Some existing packages, for exmaple search, use the service contract implementation name to determine which contract to call. The search package uses the object_type of the item to index or the name of the full text engine driver to call the service contract.
Some other packages, notifications, acs-authentication, store the impl_id from the acs_sc_impls table in an internal package table to find which service contract to call.
In notifications each notification type is related to the service contract implementation_id.

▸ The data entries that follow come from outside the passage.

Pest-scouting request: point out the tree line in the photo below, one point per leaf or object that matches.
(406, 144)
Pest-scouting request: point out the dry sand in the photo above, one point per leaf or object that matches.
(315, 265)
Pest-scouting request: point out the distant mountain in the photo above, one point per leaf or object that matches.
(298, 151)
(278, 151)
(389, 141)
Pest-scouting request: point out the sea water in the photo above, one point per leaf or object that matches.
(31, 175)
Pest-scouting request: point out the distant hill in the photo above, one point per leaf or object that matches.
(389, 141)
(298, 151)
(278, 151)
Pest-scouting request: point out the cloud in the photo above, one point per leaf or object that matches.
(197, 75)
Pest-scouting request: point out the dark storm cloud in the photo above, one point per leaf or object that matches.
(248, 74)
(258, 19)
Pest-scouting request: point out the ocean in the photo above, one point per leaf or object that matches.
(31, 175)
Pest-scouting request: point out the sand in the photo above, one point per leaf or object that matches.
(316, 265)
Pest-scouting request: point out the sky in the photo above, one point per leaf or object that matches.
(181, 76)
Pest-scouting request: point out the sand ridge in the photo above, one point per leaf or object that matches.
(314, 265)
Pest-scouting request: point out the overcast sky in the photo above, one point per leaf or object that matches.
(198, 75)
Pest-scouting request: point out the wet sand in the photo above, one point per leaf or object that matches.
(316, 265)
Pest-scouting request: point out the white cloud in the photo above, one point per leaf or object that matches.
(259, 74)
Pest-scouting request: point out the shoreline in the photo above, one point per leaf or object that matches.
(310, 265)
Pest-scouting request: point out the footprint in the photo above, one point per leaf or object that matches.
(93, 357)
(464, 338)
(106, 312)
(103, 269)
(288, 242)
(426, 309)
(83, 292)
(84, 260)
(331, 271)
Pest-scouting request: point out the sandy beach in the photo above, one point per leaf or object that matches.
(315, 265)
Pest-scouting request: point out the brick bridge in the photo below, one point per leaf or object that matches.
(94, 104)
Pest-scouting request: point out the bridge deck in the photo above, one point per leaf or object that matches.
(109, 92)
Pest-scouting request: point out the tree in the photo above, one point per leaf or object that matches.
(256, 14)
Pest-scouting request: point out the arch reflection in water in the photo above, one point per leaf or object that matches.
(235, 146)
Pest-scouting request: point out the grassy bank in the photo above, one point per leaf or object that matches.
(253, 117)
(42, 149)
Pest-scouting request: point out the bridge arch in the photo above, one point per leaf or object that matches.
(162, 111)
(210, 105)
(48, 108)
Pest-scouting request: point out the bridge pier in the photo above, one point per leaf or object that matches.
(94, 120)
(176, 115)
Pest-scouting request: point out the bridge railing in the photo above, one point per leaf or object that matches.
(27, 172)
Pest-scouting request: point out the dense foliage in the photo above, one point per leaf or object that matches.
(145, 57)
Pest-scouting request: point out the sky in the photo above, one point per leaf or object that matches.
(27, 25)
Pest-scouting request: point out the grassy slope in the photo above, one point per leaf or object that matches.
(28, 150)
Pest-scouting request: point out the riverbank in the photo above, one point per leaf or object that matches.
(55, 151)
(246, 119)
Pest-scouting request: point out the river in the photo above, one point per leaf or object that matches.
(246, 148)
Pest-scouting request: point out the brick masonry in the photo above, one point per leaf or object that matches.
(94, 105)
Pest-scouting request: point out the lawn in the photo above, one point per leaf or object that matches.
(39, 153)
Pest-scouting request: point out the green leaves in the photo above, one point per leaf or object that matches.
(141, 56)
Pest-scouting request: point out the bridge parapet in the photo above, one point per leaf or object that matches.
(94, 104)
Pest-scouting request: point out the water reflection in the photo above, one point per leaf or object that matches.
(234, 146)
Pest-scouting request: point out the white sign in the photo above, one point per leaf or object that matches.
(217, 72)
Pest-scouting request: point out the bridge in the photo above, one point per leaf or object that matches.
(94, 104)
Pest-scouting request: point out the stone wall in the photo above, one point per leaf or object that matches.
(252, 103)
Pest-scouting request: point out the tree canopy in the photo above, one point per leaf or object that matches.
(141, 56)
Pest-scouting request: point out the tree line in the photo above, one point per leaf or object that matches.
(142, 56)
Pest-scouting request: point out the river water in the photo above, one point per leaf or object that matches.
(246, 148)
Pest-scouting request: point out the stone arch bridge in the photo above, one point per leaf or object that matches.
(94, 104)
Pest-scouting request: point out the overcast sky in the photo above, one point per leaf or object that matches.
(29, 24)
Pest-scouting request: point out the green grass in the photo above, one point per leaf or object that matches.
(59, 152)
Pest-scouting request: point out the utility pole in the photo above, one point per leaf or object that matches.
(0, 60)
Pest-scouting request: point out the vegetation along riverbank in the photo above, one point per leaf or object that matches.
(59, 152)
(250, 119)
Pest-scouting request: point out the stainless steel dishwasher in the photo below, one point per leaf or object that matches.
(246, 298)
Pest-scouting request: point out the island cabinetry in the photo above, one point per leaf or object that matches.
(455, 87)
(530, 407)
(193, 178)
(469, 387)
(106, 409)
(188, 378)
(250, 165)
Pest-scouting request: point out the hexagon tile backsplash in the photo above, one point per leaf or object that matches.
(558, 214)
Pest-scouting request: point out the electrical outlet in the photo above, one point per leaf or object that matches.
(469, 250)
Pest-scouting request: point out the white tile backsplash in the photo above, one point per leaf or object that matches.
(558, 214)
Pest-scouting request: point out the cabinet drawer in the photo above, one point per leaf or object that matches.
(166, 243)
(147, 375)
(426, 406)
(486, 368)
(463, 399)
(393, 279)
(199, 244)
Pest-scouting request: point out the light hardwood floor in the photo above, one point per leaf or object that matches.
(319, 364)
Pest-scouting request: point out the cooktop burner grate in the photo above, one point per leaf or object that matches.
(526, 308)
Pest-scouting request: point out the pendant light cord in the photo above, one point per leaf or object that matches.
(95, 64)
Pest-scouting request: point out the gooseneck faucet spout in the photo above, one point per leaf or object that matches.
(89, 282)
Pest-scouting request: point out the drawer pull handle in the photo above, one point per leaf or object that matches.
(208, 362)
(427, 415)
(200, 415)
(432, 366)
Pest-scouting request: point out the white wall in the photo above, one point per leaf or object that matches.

Table "public.notification_types"
Column | Type | Modifiers
-------------+-------------------------+-----------
type_id | integer | not null
sc_impl_id | integer | not null
short_name | character varying(100) | not null
pretty_name | character varying(200) | not null
description | character varying(2000) |
The auth_authorities table has quite a few service contract impl_ids:
Table "public.auth_authorities"
Column | Type | Modifiers
--------------------------+-------------------------+------------------------
authority_id | integer | not null
short_name | character varying(255) |
pretty_name | character varying(4000) |
help_contact_text | character varying(4000) |
help_contact_text_format | character varying(200) |
enabled_p | boolean | not null default true
sort_order | integer | not null
auth_impl_id | integer |
pwd_impl_id | integer |
forgotten_pwd_url | character varying(4000) |
change_pwd_url | character varying(4000) |
register_impl_id | integer |
register_url | character varying(4000) |
user_info_impl_id | integer |
get_doc_impl_id | integer |
process_doc_impl_id | integer |
batch_sync_enabled_p | boolean | not null default false
I am curious if there is an advantage to either approach. Personally I feel that using the implementation name preserves the interface abstraction more cleanly than storing a primary key from the acs-service-contract tables.